Melo, 2010 Dünya Kupası’nda kadrodaydı ve oynamıştı. Ama
talihsiz bir olay yaşadı. Çok eleştiri aldı. Kendi takımında iyi oynarsa seçilmemesi için bir neden yok. Çok iyi bir oyuncu. Futbolcu olarak kendisini
son derece beğeniyorum. Saha dışında ise kendisiyle bir arkadaşlığımız yok. Kimi futbolcular, rakibinin dikkatini dağıtmak için kimi yöntemlere
başvuruyor. Yaptığı agresif hareketleri tasvip etmiyorum. Ama her oyuncunun bir tarzı vardır. Bu da onun tarzı. Saygı duymak lazım.
‘Hakemler daha iyi hazırlanmalı’
Türkiye’de hakemler sürekli eleştiri konusudur. Siz nasıl değerlendiriyorsunuz?

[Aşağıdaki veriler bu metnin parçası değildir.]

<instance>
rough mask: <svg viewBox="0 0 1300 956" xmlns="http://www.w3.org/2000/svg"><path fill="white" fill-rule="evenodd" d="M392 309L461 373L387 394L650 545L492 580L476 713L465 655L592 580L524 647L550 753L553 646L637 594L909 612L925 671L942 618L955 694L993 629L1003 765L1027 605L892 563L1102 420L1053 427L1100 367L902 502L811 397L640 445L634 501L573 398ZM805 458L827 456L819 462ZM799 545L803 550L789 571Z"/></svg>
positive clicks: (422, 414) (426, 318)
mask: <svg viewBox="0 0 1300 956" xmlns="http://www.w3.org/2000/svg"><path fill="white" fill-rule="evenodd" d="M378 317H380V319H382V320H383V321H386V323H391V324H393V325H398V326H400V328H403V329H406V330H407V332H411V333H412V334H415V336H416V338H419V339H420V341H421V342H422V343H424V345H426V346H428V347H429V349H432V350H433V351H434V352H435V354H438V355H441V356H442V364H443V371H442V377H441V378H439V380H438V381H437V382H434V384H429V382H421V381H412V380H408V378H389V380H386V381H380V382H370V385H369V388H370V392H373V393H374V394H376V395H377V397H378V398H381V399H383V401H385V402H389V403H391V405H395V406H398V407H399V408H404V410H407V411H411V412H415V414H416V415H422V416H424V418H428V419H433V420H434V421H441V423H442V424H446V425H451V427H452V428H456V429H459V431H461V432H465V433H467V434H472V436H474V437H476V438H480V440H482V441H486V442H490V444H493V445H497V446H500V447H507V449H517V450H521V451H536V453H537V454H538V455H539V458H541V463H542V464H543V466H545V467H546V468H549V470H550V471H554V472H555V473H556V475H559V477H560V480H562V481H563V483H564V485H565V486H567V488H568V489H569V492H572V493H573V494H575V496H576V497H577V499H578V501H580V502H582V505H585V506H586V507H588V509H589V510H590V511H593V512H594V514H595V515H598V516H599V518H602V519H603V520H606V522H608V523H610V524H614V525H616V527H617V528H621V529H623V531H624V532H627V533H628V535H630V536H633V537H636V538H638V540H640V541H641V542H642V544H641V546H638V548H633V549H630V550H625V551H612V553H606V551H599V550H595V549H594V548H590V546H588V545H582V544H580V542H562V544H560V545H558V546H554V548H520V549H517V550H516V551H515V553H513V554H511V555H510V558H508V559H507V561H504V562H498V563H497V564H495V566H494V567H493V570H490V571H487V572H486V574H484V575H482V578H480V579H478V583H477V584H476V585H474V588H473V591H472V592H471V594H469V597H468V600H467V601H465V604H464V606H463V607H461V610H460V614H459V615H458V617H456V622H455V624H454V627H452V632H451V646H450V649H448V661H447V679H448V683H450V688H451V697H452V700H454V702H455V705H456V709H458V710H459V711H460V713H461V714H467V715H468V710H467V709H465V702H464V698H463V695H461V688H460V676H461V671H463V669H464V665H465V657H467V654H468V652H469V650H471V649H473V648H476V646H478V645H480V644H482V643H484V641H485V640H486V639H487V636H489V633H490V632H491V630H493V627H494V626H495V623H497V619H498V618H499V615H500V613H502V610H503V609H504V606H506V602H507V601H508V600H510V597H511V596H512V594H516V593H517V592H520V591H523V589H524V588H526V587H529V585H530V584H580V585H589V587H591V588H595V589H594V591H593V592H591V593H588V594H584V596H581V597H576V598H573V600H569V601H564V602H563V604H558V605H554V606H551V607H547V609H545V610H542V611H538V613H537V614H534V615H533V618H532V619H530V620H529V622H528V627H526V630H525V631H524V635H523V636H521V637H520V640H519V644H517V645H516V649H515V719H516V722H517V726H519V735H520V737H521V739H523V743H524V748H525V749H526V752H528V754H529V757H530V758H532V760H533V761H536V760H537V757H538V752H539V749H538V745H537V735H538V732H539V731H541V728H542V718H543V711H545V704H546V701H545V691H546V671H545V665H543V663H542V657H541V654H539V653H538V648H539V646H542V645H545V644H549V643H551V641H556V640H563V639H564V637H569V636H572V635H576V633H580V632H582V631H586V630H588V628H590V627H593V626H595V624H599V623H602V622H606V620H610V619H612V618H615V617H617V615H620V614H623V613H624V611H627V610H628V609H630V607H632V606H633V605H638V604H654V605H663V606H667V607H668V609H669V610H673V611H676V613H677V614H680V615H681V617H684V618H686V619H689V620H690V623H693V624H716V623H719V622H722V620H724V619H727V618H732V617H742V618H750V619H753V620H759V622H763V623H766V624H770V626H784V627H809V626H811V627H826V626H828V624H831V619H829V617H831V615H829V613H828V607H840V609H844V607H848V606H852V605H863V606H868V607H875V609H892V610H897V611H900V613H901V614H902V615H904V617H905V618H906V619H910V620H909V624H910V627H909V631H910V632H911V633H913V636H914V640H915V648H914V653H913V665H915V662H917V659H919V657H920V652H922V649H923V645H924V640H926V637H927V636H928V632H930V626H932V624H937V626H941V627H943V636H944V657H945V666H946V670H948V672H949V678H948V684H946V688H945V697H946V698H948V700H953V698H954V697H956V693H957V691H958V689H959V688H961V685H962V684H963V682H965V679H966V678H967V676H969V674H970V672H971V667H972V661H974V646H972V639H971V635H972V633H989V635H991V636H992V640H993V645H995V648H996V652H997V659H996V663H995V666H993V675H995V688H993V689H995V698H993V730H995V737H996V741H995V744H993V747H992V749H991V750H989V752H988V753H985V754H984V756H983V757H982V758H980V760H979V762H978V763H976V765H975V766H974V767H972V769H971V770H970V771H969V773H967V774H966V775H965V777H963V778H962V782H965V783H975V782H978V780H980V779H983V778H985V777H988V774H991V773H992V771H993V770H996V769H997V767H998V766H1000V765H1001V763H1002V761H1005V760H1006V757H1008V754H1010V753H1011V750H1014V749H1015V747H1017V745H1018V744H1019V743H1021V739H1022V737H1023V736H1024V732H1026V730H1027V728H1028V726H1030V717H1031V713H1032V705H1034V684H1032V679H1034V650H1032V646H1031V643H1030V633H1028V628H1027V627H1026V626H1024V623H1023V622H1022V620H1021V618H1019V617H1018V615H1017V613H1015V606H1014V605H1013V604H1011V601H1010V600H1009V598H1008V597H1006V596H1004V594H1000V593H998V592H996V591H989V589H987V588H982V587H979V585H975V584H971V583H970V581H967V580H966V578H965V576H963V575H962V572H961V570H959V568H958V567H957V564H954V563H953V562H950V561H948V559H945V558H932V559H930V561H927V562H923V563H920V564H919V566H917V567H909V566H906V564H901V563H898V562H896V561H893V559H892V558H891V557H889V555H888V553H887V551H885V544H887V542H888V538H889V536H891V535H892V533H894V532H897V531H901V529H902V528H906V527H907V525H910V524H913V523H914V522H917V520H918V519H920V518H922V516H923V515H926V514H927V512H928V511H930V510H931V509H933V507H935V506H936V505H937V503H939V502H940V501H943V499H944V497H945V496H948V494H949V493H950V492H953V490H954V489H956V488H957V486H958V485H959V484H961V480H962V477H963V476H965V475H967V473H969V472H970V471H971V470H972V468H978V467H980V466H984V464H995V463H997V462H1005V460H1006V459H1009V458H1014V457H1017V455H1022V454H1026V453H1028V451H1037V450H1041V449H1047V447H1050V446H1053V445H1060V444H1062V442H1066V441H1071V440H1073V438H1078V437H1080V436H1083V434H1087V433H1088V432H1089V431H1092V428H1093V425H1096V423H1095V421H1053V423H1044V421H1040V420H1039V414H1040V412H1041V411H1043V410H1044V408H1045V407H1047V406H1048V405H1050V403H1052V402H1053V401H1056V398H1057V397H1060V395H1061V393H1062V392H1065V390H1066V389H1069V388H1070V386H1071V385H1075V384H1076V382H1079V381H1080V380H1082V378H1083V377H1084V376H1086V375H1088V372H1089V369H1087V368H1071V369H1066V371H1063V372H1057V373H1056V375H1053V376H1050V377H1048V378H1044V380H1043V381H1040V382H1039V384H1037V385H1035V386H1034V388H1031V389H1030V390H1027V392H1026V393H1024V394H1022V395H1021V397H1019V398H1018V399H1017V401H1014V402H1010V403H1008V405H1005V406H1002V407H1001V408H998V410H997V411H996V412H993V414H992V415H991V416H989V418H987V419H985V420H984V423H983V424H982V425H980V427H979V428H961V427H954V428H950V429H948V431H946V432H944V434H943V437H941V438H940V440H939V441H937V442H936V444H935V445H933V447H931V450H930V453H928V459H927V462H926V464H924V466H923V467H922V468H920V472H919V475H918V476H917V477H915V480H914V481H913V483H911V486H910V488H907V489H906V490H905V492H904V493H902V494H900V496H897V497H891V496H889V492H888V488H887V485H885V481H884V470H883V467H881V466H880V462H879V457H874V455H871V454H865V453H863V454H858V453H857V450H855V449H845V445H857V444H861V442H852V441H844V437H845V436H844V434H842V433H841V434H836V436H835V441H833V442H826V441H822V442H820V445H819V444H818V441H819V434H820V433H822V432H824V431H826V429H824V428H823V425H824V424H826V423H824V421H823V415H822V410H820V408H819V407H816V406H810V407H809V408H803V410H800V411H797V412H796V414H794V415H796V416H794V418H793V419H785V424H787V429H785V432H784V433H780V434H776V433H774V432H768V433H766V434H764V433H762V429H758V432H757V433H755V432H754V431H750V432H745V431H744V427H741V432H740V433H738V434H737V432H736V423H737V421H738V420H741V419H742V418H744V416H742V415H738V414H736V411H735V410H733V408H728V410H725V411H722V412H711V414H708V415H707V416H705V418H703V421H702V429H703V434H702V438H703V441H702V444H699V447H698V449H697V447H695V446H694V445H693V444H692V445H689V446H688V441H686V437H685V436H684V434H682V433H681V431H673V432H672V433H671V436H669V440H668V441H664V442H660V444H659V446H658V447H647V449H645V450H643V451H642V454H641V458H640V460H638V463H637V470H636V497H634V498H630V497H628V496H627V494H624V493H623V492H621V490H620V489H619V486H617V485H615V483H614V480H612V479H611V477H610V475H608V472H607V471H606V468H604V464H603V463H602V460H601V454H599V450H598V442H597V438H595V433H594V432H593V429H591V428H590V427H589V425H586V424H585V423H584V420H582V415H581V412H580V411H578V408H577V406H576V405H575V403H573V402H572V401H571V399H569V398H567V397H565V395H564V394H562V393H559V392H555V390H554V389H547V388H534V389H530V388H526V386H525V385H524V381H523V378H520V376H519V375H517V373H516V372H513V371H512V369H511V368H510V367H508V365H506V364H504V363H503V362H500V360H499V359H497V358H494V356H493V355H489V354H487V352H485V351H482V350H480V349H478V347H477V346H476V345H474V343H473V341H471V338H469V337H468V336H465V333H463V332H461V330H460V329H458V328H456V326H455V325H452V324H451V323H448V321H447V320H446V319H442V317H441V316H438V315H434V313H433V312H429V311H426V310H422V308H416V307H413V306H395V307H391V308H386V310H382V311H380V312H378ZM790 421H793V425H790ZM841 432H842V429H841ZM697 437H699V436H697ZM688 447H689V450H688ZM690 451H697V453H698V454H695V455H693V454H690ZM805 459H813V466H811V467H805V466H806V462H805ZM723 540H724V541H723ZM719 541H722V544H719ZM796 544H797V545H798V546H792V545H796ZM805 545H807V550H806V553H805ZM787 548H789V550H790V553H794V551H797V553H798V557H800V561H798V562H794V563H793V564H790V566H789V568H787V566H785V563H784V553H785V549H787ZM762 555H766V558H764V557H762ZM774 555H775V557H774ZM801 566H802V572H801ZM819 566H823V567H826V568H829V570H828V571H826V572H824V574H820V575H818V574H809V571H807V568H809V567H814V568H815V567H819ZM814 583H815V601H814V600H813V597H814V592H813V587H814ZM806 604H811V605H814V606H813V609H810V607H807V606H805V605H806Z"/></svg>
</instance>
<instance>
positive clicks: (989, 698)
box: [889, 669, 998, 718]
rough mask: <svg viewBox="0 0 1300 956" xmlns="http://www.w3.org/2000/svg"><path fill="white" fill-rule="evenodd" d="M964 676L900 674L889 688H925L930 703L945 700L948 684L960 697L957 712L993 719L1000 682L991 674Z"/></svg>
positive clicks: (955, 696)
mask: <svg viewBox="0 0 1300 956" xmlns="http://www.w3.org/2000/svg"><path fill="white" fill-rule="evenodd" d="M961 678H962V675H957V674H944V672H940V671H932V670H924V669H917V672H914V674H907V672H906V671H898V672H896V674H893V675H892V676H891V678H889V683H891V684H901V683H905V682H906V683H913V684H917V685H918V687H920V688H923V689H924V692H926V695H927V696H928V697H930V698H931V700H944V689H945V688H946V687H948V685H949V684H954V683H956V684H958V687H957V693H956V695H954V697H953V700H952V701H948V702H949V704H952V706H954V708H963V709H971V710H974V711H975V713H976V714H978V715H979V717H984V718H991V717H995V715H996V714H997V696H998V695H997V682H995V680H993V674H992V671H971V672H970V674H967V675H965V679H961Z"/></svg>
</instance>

Geçen sezon 3 tane kırmızı kart gördüm. Bunların 2 tanesi yanlıştı. 1 tanesine ise katılıyorum. Bu da hakemlere olan bakışımı açıklıyor.
Biz nasıl iyi oynamadığımızda taraftar bizi eleştiriyor, hesap soruyor ve daha iyi hazırlanmamız gerektiğini bize hatırlatıyorsa ben de aynı şekilde
hakemlere maçlara daha iyi hazırlanmalarını tavsiye ediyorum.
‘İnönü’de olsak şampiyonduk’
Olimpiyat Stadı bu
sezonun en tartışılan konularından biri. Siz ne düşünüyorsunuz?
Olimpiyat konusunda konuşulması gereken asıl mesele Beşiktaş’ın stadının
İnönü Stadı olması. Ben hiç oynamadım ama oranın atmosferinin bambaşka olduğu anlatılıyor. İnönü’nün yaşanmış olması Olimpiyat’ı daha kötü gösteriyor.
Avrupa’da birçok stat var ama İnönü anlatıldığı kadarıyla müthiş bir atmosfere sahip. Umuyorum ki yeni statta olup o heyecanı yaşayacağım. Geçen sezon
Olimpiyat’ta değil de İnönü Stadı’nda oynuyor olsaydık şampiyon olabilirdik.